Para garantizar la continuidad, los Fondos podrían establecer apoyos de 1 a 3 años (2 o más producciones), renovables de acuerdo al éxito conseguido, estableciendo criterios que combinen prudentemente el juicio económico del público con el de críticos y especialistas. El modelo francés puede ser el referente.
Otra exigencia que goza de consenso es acabar con los apoyos discrecionales, a voluntad de un funcionario que se considera dueño de los recursos. Desde luego, para hacer efectiva esta demanda, la propia comunidad tendría que terminar con la lamentable costumbre de ir a pedir por fuera de los cauces institucionales o a través de chantajes públicos.
En este sentido, una costumbre muy sana sería hacer pública la información sobre presupuestos asignados o ejercidos, registros de producción, cifras de asistencia y datos estadísticos que, además, facilitarían el análisis y evaluación de la actividad teatral. El Centro de Documentación Teatral de España podría ser un valioso asesor.
Un último lastre corporativista tendría que ser desprendido del tejido institucional: la ruptura de las estructuras ligadas al régimen de partido único debería servir para deshacerse del sindicalismo parasitario y corrupto de TEEUS y la ANDA que mantiene secuestrados, sin contrato de por medio, los teatros del IMSS.
En los mismos términos, habría que renegociar las condiciones laborales (por ejemplo, horarios de trabajo en horas de ocio del resto de la sociedad) con los técnicos del INBA. Una renovación estética, como lo han demostrado múltiples experiencias de los últimos años, pasa necesariamente por un replanteamiento de las condiciones de producción.
Por último, el CNCA debería promover la presencia de grupos y artistas mexicanos en el extranjero en la misma proporción y con el mismo entusiasmo que la de artistas extranjeros en México.
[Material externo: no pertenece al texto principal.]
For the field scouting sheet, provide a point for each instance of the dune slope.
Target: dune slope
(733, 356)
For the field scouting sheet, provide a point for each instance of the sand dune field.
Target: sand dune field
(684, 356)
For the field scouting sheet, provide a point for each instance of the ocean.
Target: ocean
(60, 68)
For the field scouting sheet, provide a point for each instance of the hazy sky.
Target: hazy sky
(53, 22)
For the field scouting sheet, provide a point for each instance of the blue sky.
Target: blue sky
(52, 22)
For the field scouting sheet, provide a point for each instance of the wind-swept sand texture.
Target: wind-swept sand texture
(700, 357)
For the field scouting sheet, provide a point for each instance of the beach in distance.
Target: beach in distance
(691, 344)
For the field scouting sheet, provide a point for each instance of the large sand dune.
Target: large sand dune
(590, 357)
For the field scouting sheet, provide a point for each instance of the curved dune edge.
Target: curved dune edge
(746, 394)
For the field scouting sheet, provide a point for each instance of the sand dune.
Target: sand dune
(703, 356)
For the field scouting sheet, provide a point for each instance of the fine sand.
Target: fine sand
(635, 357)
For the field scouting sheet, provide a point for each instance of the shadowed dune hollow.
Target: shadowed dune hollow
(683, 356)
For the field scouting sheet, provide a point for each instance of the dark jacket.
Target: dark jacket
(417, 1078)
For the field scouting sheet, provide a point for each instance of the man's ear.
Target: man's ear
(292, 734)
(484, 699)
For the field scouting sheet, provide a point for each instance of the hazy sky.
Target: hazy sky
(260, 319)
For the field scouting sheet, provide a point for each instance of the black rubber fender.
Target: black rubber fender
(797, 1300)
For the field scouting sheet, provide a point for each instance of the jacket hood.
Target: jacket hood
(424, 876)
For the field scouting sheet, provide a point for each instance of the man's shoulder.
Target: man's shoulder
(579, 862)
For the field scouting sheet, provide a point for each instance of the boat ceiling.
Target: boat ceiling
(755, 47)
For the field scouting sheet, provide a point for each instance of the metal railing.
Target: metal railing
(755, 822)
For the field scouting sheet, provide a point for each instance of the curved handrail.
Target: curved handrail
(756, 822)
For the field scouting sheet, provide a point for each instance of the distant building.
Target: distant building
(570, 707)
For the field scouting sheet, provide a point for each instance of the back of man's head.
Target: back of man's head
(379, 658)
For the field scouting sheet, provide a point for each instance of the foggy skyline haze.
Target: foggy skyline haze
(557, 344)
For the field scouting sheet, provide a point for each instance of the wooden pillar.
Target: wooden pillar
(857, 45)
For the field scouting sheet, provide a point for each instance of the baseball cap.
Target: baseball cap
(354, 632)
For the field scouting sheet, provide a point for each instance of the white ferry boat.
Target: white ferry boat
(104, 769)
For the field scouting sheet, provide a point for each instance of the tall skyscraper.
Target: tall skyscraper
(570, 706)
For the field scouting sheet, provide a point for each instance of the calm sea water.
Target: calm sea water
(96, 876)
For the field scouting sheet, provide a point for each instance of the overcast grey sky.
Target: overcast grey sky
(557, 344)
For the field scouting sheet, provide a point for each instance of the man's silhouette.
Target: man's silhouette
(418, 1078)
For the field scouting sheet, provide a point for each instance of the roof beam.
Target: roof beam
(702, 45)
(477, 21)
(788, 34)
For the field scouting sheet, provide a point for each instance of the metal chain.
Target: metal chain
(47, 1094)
Podría exigir reciprocidad y propiciar políticas bilaterales con las instituciones culturales de los países desarrollados. En Brasil, por ejemplo, el Instituto Goethe realiza producciones con directores alemanes y las confronta con las de brasileños en teatros de Alemania.
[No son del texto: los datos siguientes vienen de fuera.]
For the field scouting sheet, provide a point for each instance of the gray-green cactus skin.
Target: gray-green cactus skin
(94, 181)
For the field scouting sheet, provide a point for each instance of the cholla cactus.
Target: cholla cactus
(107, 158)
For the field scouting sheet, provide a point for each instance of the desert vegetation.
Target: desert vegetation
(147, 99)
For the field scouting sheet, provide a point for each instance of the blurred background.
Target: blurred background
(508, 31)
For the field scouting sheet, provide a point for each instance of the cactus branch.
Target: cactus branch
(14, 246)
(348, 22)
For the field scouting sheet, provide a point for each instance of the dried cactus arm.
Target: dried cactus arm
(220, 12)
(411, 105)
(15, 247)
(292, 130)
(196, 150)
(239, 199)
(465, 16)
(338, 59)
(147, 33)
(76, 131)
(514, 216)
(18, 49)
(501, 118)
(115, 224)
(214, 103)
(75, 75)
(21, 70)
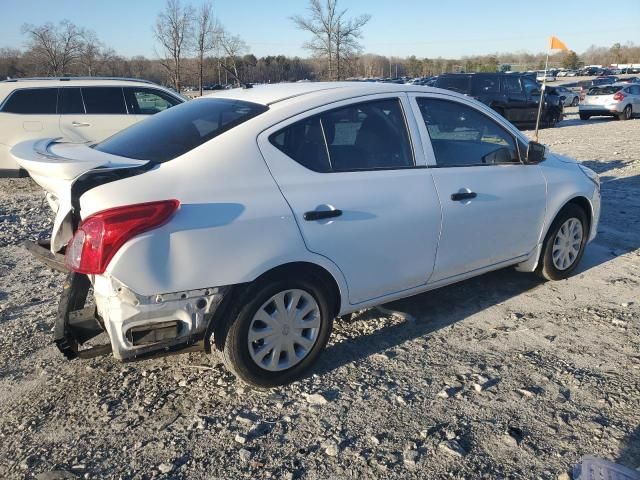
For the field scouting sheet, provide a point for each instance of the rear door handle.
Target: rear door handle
(321, 214)
(456, 197)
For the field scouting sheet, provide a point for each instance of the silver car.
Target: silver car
(620, 100)
(570, 98)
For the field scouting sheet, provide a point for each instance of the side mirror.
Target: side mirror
(535, 153)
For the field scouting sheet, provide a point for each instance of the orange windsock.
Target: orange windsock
(556, 44)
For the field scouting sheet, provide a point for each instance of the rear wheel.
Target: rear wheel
(626, 114)
(564, 244)
(277, 330)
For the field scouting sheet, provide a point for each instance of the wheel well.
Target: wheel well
(584, 204)
(301, 268)
(220, 322)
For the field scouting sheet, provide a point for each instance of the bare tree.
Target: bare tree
(347, 33)
(334, 36)
(56, 47)
(233, 47)
(91, 53)
(173, 30)
(207, 36)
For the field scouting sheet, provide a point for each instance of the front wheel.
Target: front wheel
(564, 244)
(277, 330)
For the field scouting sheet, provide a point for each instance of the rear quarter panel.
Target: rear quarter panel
(233, 223)
(565, 182)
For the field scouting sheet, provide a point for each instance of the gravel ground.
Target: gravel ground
(502, 376)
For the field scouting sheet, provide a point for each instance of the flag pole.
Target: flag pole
(544, 86)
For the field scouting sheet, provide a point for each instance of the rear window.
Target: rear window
(608, 90)
(456, 83)
(32, 101)
(176, 131)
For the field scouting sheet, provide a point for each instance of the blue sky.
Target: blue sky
(403, 27)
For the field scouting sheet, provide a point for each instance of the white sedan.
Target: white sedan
(248, 220)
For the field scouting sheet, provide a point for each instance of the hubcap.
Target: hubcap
(284, 330)
(567, 243)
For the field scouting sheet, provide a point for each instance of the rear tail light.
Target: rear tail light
(101, 235)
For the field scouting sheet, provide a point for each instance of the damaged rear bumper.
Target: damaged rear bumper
(137, 326)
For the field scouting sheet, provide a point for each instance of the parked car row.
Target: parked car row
(514, 96)
(248, 220)
(76, 109)
(619, 100)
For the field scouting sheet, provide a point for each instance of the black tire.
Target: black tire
(234, 336)
(546, 267)
(626, 114)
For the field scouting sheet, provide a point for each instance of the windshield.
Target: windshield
(176, 131)
(457, 83)
(608, 90)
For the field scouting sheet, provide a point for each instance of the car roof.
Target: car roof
(58, 81)
(274, 93)
(8, 86)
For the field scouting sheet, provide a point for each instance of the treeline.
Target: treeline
(194, 49)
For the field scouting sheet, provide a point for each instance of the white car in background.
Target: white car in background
(570, 98)
(620, 100)
(74, 108)
(247, 220)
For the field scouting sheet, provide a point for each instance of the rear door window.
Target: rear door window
(148, 101)
(603, 90)
(32, 101)
(486, 84)
(362, 136)
(104, 101)
(456, 83)
(178, 130)
(511, 84)
(530, 86)
(462, 136)
(71, 101)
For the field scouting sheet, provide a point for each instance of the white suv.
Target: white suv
(248, 220)
(78, 109)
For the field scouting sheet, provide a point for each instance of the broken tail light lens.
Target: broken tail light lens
(102, 234)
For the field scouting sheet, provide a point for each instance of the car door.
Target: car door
(493, 205)
(635, 95)
(26, 113)
(355, 180)
(516, 98)
(29, 113)
(102, 113)
(146, 101)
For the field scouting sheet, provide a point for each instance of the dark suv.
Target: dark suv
(514, 96)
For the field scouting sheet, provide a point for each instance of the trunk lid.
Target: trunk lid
(56, 166)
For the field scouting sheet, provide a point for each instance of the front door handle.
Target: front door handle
(456, 197)
(321, 214)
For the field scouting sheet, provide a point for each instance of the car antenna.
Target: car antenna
(230, 72)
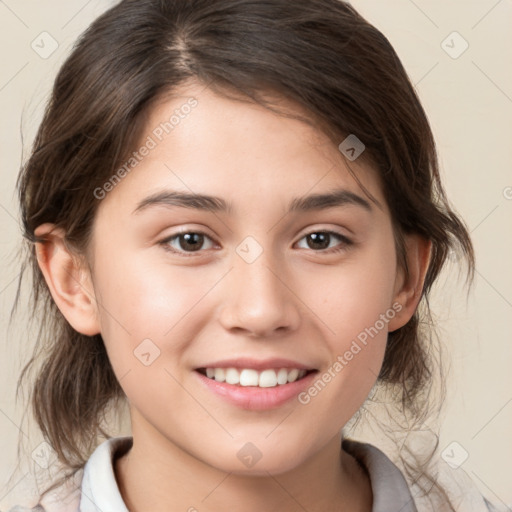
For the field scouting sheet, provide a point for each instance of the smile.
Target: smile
(249, 377)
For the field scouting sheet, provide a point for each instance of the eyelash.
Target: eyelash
(346, 242)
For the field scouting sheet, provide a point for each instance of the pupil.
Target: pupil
(322, 238)
(189, 238)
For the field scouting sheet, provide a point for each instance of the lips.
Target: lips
(244, 362)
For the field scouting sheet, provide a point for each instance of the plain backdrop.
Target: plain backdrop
(468, 98)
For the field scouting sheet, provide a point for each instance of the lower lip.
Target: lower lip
(256, 398)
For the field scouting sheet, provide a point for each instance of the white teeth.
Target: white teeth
(249, 377)
(268, 379)
(219, 374)
(282, 376)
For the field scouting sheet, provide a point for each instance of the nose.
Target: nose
(259, 300)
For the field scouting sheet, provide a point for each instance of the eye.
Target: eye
(320, 240)
(186, 242)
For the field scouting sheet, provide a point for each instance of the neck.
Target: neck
(155, 475)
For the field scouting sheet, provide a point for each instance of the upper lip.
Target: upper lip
(262, 364)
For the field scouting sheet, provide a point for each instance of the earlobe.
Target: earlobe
(68, 280)
(408, 291)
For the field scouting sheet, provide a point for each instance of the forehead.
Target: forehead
(198, 141)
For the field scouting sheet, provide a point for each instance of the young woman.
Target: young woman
(234, 217)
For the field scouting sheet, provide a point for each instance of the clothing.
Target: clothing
(99, 491)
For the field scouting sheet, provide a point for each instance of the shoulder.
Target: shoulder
(384, 474)
(96, 479)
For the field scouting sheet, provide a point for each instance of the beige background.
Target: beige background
(469, 103)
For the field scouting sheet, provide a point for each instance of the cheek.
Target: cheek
(140, 302)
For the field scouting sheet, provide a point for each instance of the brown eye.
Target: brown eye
(186, 242)
(321, 240)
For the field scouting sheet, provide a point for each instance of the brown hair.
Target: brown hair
(320, 54)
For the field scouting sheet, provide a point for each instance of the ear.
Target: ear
(408, 291)
(68, 279)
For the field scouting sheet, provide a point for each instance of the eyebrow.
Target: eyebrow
(335, 198)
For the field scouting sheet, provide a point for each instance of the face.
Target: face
(248, 283)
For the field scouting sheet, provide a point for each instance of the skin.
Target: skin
(295, 301)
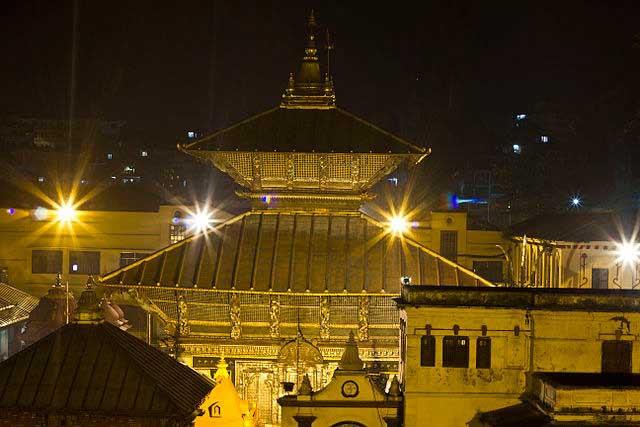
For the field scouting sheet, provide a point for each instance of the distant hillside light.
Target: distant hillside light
(576, 202)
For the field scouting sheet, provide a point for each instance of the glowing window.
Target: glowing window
(47, 262)
(483, 353)
(176, 232)
(428, 350)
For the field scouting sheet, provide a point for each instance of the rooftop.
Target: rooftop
(523, 298)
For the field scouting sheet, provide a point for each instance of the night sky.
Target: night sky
(150, 62)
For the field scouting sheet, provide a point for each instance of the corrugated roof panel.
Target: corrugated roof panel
(263, 262)
(337, 267)
(320, 259)
(282, 259)
(355, 264)
(300, 253)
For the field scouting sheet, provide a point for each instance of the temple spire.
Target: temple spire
(308, 89)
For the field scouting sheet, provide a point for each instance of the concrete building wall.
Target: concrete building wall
(522, 342)
(108, 232)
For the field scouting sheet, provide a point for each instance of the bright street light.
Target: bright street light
(66, 212)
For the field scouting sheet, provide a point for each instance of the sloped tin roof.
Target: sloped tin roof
(99, 369)
(304, 130)
(299, 252)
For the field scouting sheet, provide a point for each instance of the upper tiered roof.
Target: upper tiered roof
(306, 145)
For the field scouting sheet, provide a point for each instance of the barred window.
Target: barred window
(84, 262)
(127, 258)
(449, 244)
(176, 233)
(455, 352)
(483, 353)
(428, 350)
(46, 262)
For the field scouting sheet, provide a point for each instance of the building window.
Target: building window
(127, 258)
(483, 353)
(46, 262)
(84, 262)
(176, 232)
(449, 244)
(600, 278)
(455, 352)
(490, 270)
(616, 357)
(428, 350)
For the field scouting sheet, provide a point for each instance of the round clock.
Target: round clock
(350, 389)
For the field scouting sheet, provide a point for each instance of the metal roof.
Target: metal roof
(300, 252)
(306, 130)
(15, 305)
(100, 369)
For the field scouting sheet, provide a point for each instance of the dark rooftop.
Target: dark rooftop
(589, 380)
(523, 298)
(578, 227)
(520, 415)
En este mismo sentido, el Centro Nacional de las Artes habrá de afirmar su vocación de excelencia (el CNA es la sede natural de cursos y encuentros internacionales y no debería competir con lo que ya ofrecen otros espacios públicos y privados de México), su privilegio (aprovechemos para perderle el miedo a esta palabra) como espacio para el diálogo con el gran teatro del mundo.